Robin McKinley
Sunshine
griezelroman, 2003, 389 blz.
Sunshine, een jonge dame die van laat in de nacht tot ver in de middag haar dagen slijt in de bakkerij van een restaurant, en die ook wel eens wat anders wilt, stapt op een avond in haar auto en vertrekt naar een verlaten huis aan een afgelegen meer. Daar wordt ze gevangen genomen door vampiers, opgesloten in een ander verlaten huis, en ingezet als pion in een machtsstrijd tussen verschillende vampiers. Dit lijkt het begin van een spannend griezelverhaal, dat een frisse draai geeft aan het vampiermotief.

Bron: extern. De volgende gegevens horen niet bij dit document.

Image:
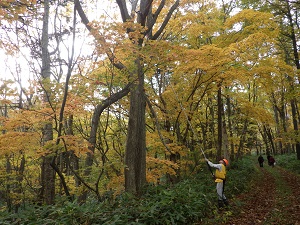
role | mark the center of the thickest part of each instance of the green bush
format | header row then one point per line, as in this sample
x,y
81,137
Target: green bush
x,y
193,199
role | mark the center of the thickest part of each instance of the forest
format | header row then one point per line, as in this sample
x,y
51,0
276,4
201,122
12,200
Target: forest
x,y
115,103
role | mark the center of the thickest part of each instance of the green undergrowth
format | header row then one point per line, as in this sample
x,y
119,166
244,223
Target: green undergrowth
x,y
288,161
188,202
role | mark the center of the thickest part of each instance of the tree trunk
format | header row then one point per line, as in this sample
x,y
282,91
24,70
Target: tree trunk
x,y
135,155
47,172
220,124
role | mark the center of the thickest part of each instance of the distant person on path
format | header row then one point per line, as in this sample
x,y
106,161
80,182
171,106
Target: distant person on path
x,y
261,161
271,160
220,177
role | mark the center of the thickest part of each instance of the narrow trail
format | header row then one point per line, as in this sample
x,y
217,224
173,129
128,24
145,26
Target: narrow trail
x,y
273,199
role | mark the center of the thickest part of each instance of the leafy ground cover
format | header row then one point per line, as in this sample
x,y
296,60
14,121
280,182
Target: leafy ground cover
x,y
257,196
272,198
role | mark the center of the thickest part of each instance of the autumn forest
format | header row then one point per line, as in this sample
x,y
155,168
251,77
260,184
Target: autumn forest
x,y
100,98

Maar dan. Sunshine ontsnapt, niet door moed of vernuft, maar dankzij haar superkrachten! Ze is niet zomaar een mens, nee, ze is de laatste telg uit een beroemd geslacht van magiërs, uitverkoren, voorbestemd tot grote, heroïsche daden, en meer van die kinderlijke dweperijen die je alleen maar in fantasy verwacht. Dan voel je je als lezer flink bekocht.

Hoe dan ook, Sunshine is niet alleen hoofdpersonage, maar ook een zeer onderhoudende verteller. Dus je leest verder. Sunshine keert terug naar haar bestaan van het bakken van luxe deegwaren, ondertussen mijmerend over de gebeurtenissen, en terugdenkend aan die ene goede vampier die ze heeft ontmoet (natuurlijk was er een goeie vampier!) waar ze heimelijk toch wel verliefd op is geworden, al kan ze dat zichzelf niet toegeven. Uiteindelijk ontmoeten ze elkaar weer, en gaan ze samen de strijd aan tegen het Kwaad.

De kracht van het boek zit in de manier van vertellen, maar het is ook de grootste makke. Sunshine richt zich in haar relaas direct tot de lezer in een toon alsof ze een sterk verhaal aan het opdissen is. Ze vertelt niet sec, maar in stoere bewoording, doet er nog een schepje bovenop, en nog een schepje, en nog een schepje. Ze is een beetje praatziek, wat op momenten van grote spanning de zaak nogal ophoudt. En ze legt ontzettend veel uit, alsof ze donders goed weet dat alles wat ze vertelt niet echt is, maar een verzinsel dat zich afspeelt in een wereld die zo sterk afwijkt van de wereld van de lezer, dat ze alles moet uitleggen zodat de lezer haar begrijpt. Alsof je beschrijft hoe een fiets werkt middenin een verhaal over een wilde achtervolging te fiets.

Ondanks alles was het boek boeiend genoeg om uit te lezen. En dat zegt toch ook wel wat.